# Tips on learning to write out Music



## Captainnumber36 (Jan 19, 2017)

Software, courses, and etc. What advice do you have to provide to help someone write out their compositions?

:tiphat:


----------



## MarkW (Feb 16, 2015)

Read the paperback edition of the Harvard Dictionary of Music. That will tell you most of what you need to know.

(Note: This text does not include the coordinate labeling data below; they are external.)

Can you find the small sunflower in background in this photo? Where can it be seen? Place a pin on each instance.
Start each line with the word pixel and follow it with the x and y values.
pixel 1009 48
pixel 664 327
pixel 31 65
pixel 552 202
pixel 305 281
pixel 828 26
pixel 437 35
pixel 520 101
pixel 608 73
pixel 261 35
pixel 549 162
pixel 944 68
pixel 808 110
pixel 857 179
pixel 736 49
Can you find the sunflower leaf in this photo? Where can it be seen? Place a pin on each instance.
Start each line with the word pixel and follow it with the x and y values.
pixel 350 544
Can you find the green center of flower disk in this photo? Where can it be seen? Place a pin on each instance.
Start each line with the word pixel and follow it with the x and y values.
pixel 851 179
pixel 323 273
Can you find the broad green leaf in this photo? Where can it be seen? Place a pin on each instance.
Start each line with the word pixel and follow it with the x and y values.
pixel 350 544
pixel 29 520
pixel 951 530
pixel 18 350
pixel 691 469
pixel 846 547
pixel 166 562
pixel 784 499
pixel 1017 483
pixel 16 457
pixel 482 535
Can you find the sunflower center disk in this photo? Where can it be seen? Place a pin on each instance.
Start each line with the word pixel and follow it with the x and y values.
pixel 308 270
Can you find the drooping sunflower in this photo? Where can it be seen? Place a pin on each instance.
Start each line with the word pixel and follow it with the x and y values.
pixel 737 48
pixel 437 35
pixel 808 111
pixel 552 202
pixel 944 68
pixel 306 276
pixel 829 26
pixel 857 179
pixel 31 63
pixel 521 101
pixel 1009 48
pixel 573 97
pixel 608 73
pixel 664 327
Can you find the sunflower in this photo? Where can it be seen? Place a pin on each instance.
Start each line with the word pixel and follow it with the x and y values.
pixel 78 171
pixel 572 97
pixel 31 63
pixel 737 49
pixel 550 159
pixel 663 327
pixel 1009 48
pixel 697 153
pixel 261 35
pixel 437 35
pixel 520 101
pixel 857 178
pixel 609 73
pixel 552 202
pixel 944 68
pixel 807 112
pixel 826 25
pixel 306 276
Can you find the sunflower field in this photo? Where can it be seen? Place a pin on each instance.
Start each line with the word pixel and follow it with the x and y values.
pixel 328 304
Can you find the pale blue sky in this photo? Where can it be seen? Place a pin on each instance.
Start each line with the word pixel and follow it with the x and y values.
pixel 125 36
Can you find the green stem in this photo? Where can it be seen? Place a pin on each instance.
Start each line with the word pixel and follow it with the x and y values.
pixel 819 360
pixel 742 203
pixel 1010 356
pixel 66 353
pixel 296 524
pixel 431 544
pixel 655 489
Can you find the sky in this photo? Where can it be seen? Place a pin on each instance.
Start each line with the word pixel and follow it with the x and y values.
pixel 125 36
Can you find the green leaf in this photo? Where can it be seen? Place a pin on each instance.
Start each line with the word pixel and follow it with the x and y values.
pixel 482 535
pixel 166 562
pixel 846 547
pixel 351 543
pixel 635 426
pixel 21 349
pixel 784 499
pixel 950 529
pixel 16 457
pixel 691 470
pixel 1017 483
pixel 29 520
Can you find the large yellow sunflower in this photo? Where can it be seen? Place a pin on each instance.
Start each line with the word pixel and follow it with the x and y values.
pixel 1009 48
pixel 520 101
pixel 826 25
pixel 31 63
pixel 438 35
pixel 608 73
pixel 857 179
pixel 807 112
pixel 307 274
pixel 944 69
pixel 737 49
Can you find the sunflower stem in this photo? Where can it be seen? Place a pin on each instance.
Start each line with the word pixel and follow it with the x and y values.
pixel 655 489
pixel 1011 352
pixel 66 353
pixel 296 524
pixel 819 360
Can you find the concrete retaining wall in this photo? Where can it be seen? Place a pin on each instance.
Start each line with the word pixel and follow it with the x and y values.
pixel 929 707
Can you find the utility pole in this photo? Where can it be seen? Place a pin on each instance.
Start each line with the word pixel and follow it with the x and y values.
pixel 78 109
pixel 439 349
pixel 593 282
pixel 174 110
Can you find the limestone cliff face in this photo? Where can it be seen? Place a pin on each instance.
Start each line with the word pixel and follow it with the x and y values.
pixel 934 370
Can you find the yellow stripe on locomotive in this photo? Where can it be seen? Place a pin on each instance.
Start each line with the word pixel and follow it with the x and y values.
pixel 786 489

Addndum: I realize the above sounds a little snarky, but I actually did that at about 15. I'd liked CM for a few years, but realized how little I knew the vocabulary and terminology ("What the hell does tessitura mean?" "What are grace notes?") So I spent thirty-five cents (this was a long time ago) and resd the darn thing!


----------



## EdwardBast (Nov 25, 2013)

Captainnumber36 said:


> Software, courses, and etc. What advice do you have to provide to help someone write out their compositions?
> 
> :tiphat:


Learning to read fluently is the first step. Get a book on musical notation. Learn about the instruments, since specific techniques for a number of them require special conventions of terminology and notation. Get books on orchestration for the layout of orchestral scores. Study scores to get the finer points. I use the G. Schirmer style sheet for consistency in the work I do as a professional copyist. Eventually, get good music notation software like Finale or Sibelius.


----------